What is Employment Mediation
Mediation is where an independent person called a mediator helps an employee and an employer resolve an employment relationship problem in a semi-formal and confidential environment.
Mediation is voluntary. However, participation in mediation can be seen as part of the good-faith duties of an employment relationship. If you choose not to take part, the other party might be able to take their complaint to the Employment Relations Authority (ERA) which can require you to attend mediation.
The mediation process
Each mediation is different and has its own format. It can involve different types of activities, such as:
- Early assistance - This may be through email and telephone conversations. A mediator will see if there’s a way of sorting out the problem without needing a mediation meeting.
- A mediation meeting - This is when parties meet with a mediator in a semi-formal environment.
- A record of settlement - If the parties agree to a solution this will be written down in a record of settlement. This is legally binding and the parties cannot come back to it, for example, once a record of settlement is signed by the parties and a mediator from the Employment Mediation Services, you may not take the other person to the ERA if it relates to the same issue.
- Giving the mediator powers - If both parties agree, you can give the mediator the power to either make a written recommendation or binding decision.
You may choose to have representation throughout the mediation process.
Mediators are not on the side of either party. They are independent people committed to helping parties to resolve the problem. They must withdraw from any case if they think they might have a conflict of interest.
Mediators can come from a variety of different backgrounds and have:
- extensive training in resolving disputes
- an in depth understanding of employment law
- a clear picture of current trends in workplaces.
A mediator’s role is to:
- encourage parties to identify the real issues
- help the parties explain those issues to each other
- identify points of agreement between the two parties
- help people find a way through their problem that may not seem immediately apparent
- help parties to find a resolution that allows both parties to put the issues behind them
- provide an assessment of the risks if the problem is not resolved and proceeds further.
A mediator may participate in workplace discussion and education activities.
All documents and any terms of settlement reached in mediation are confidential.

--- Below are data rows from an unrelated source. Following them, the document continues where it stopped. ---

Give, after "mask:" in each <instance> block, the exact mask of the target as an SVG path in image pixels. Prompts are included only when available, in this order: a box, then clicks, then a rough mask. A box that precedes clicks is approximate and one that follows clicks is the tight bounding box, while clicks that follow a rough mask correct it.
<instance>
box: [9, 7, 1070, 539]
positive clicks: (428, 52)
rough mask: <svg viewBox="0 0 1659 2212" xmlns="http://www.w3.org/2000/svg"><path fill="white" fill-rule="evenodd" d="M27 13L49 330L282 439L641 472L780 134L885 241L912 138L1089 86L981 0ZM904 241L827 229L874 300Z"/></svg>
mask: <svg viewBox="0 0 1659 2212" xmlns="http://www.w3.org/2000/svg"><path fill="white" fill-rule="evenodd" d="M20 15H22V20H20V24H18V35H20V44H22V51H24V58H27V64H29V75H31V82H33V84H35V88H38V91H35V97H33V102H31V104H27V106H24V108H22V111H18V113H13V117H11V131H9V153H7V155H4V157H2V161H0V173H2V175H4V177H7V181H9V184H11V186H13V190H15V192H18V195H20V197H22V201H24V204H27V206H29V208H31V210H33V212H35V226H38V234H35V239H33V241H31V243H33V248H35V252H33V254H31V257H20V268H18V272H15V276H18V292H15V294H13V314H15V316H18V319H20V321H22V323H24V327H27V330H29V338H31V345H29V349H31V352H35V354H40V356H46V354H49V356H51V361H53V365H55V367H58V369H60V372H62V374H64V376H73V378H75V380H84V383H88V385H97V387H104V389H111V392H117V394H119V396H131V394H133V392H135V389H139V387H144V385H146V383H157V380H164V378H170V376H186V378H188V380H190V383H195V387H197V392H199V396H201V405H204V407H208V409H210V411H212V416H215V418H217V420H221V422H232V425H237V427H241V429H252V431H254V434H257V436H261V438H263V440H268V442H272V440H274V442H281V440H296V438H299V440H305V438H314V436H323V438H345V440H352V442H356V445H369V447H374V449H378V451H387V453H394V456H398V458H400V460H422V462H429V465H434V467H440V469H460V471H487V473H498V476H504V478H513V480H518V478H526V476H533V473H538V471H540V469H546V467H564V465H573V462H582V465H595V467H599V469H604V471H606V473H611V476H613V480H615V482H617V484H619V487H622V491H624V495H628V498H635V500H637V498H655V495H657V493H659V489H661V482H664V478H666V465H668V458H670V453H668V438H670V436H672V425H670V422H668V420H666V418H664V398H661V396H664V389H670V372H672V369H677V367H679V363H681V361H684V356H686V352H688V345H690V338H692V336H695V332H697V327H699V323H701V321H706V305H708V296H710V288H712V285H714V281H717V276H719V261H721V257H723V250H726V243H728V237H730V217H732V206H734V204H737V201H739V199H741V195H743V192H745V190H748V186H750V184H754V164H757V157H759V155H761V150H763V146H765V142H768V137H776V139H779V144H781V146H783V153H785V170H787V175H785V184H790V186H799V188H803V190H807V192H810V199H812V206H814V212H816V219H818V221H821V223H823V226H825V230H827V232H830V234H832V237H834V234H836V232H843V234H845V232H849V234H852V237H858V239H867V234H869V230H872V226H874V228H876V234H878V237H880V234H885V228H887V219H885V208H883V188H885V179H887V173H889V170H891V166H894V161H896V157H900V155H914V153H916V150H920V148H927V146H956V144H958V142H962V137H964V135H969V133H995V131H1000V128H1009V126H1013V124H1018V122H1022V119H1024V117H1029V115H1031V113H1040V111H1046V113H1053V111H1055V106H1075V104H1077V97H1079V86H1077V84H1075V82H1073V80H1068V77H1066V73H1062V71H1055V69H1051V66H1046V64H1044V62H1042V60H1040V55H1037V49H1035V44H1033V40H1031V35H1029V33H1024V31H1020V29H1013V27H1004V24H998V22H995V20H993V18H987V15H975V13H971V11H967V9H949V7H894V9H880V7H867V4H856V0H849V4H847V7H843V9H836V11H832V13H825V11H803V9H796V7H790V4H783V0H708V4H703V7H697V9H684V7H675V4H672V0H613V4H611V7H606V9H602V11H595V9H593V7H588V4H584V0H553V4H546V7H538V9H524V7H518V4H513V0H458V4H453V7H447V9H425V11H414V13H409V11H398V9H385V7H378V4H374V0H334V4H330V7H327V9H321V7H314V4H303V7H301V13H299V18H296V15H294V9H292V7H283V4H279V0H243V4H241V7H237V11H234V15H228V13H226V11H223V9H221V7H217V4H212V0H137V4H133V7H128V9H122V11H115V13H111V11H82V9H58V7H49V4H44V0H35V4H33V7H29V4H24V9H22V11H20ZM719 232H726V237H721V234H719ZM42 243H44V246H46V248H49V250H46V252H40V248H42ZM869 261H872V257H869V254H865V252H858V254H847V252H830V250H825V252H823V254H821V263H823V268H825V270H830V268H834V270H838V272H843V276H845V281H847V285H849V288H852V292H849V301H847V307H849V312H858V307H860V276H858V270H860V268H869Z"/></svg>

All information from mediation is confidential. This means it may not be shared with anyone outside of the mediation process. Because of this, what happens in mediation cannot be used as evidence in the Employment Relations Authority or Employment Court.
The parties can agree to waive the confidentiality. Mediation carried out by Employment Mediation Services in the course of collective bargaining may not be confidential.
Information that is shared during mediation but was created outside the mediation process website is not confidential.